Je suis allé dans la Douat. Plus d'une fois, et pas toujours de mon plein gré. L'inframonde égyptien est l'au-delà le plus efficacement organisé par lequel j'aie jamais eu le malheur d'être traité, et j'en ai arpenté un grand nombre, ce qui est soit profondément impressionnant soit profondément dérangeant selon ce que tu penses de la paperasse.
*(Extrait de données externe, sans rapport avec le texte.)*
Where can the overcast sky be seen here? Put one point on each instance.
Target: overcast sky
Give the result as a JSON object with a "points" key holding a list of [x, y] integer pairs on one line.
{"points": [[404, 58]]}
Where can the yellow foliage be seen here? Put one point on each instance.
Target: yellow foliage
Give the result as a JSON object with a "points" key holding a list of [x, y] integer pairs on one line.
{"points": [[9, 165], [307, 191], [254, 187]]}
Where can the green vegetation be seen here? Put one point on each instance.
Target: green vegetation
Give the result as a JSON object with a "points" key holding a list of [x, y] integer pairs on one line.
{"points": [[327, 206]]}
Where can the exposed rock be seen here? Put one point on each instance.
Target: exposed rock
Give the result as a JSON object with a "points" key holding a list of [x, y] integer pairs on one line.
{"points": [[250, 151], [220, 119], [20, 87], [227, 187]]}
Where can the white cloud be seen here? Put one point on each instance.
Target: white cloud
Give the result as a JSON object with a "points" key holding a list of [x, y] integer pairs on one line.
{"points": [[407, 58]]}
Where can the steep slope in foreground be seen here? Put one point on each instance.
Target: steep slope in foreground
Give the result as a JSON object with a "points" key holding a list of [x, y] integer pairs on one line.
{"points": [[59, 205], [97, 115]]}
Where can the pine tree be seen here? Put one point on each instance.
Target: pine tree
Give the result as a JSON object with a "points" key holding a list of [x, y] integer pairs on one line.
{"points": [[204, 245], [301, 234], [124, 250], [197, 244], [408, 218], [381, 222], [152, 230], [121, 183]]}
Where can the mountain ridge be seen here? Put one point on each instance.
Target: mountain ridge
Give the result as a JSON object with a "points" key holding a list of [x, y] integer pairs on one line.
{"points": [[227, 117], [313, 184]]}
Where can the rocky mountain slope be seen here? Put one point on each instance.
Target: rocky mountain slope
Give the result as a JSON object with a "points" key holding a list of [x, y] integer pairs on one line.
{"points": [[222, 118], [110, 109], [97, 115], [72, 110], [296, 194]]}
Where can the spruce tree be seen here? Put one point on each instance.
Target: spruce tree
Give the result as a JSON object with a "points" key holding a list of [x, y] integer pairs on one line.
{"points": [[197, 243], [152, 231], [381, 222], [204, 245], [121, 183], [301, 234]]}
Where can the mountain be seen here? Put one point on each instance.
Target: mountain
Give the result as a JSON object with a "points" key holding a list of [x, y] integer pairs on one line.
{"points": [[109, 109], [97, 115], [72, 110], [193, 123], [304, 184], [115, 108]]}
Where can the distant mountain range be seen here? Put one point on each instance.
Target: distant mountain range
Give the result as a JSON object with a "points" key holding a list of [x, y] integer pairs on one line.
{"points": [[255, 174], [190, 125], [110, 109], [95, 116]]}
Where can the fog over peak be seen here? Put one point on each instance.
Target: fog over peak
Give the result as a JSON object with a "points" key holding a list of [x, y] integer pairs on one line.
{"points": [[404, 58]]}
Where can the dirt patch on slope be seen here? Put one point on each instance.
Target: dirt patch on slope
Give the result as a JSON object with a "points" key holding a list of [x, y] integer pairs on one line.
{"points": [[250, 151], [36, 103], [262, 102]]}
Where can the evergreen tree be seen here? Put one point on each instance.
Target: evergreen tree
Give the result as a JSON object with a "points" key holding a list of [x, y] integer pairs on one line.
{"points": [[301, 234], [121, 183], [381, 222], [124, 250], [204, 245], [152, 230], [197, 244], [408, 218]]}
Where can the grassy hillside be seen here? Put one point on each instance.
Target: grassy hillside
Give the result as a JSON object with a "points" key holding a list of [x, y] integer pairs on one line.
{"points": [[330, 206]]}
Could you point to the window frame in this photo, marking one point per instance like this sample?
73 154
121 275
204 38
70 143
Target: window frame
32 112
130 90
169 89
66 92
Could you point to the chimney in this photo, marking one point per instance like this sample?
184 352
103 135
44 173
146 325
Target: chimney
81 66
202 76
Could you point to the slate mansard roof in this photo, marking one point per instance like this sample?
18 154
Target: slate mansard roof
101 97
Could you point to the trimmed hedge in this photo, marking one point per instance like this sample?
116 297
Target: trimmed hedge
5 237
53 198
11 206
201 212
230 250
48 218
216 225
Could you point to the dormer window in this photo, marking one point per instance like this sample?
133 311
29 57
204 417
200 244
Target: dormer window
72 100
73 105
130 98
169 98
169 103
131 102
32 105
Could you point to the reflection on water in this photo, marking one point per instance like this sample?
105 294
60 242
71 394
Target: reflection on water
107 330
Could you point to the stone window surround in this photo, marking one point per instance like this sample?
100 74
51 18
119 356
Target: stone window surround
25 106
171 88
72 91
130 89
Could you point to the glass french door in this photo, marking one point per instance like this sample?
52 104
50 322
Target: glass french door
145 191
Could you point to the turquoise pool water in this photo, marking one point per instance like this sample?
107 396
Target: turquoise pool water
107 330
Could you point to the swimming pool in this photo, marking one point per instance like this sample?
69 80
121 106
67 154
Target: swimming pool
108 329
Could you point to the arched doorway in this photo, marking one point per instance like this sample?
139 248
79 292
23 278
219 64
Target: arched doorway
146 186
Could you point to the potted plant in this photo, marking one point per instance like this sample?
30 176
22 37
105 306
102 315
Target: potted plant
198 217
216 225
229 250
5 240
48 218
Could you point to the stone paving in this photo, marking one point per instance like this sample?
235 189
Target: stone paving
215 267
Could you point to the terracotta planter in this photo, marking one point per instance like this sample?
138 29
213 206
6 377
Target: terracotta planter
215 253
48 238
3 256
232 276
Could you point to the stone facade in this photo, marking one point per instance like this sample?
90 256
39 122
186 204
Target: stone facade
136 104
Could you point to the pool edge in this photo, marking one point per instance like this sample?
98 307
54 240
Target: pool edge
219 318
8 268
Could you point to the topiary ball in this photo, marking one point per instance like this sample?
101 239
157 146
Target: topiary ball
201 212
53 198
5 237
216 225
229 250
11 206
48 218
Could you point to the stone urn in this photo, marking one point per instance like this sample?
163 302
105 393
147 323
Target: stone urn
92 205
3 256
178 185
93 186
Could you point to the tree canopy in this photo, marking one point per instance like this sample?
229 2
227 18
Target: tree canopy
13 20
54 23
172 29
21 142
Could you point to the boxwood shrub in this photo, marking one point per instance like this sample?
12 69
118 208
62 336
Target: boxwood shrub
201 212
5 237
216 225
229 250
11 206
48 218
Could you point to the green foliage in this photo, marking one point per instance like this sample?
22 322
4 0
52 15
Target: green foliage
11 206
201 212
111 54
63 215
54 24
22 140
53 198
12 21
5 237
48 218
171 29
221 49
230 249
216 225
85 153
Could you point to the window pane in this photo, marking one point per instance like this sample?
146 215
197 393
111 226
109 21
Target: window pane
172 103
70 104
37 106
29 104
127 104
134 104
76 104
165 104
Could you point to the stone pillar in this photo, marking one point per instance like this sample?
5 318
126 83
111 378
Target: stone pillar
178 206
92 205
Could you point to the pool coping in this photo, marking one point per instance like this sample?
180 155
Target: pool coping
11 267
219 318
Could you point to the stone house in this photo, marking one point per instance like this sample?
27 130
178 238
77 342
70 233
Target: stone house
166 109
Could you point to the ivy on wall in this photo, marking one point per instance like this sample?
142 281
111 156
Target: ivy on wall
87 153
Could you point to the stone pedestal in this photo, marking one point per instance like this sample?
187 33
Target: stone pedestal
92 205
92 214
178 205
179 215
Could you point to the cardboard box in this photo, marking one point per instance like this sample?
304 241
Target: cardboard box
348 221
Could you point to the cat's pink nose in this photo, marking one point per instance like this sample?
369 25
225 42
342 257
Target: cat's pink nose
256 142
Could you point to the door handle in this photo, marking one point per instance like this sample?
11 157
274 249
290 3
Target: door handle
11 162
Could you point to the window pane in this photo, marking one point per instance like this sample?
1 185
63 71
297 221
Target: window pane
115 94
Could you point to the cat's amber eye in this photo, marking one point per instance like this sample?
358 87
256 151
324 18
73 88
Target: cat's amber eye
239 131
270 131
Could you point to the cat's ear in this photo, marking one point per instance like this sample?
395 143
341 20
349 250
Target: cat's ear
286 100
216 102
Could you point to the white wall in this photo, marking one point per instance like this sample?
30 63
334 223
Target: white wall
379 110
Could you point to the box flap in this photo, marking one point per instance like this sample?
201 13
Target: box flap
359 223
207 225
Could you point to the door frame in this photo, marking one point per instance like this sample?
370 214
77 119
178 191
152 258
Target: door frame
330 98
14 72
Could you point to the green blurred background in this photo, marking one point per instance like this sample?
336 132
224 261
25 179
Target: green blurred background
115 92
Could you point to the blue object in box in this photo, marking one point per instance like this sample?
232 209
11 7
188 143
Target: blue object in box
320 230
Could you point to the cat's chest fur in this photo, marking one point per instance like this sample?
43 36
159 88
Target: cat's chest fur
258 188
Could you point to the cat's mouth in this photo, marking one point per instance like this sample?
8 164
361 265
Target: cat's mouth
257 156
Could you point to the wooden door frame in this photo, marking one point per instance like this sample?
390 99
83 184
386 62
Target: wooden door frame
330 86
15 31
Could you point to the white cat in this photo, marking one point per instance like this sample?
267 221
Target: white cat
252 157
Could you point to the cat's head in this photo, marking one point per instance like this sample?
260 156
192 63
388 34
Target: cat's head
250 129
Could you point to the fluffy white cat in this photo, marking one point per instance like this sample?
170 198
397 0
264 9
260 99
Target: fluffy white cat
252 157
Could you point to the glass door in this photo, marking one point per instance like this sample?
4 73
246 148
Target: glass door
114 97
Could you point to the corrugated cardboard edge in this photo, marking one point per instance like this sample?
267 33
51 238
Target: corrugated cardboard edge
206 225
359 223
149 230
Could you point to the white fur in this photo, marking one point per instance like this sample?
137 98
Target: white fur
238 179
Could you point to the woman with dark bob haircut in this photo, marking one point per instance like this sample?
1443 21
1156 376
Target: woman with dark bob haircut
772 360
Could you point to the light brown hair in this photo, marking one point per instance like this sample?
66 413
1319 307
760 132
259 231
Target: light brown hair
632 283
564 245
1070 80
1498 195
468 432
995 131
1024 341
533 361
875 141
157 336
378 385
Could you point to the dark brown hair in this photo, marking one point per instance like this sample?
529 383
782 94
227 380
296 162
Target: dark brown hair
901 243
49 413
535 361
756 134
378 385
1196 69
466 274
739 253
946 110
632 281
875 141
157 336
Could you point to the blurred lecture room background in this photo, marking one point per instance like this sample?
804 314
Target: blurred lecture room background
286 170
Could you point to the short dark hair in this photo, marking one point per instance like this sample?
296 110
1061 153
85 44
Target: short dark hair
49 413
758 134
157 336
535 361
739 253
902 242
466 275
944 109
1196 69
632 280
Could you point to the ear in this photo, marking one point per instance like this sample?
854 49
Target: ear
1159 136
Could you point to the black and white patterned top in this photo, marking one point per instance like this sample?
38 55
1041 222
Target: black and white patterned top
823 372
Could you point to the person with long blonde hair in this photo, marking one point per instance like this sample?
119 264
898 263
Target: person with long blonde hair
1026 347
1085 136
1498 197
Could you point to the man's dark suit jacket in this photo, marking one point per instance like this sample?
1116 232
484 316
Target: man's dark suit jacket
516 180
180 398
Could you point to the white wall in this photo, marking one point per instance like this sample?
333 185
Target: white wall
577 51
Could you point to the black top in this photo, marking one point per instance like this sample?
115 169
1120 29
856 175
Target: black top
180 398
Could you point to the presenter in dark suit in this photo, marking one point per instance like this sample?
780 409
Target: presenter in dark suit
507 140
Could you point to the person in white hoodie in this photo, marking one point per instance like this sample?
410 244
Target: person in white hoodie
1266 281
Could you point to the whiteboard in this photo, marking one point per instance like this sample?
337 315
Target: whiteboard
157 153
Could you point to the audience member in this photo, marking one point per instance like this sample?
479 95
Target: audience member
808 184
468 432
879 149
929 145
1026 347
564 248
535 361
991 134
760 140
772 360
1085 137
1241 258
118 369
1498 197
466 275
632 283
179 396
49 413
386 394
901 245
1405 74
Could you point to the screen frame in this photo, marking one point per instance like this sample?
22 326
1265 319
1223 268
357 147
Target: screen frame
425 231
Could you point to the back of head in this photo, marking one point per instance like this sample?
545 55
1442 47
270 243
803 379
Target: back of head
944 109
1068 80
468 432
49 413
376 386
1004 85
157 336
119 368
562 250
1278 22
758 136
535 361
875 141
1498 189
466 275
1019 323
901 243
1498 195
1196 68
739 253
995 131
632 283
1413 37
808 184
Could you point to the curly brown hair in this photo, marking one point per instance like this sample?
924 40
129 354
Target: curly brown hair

Anubis pesait ton âme contre une plume. Laisse cela infuser un instant. Une plume. Tout ce que tu as fait, tous ceux que tu as blessés, chaque vérité que tu as tordue, pesé contre une seule plume. Les Égyptiens n'ont pas bâti leur au-delà sur la miséricorde ni sur la damnation. Ils l'ont bâti sur la calibration. Sur la certitude tranquille que la balance ne ment pas, que tout finit par être mesuré, et que la mesure est définitive.
Rê est la plus ancienne puissance de ce fragment. Il y a dans sa lumière quelque chose qui précède le marché, précède l'arrangement des Propriétaires, précède peut-être les Propriétaires eux-mêmes. Je ne le lui ai jamais demandé directement. Il y a des questions que je ne pose pas, non pas parce que je ne veux pas des réponses, mais parce que certaines réponses réarrangent à jamais les meubles de ta compréhension.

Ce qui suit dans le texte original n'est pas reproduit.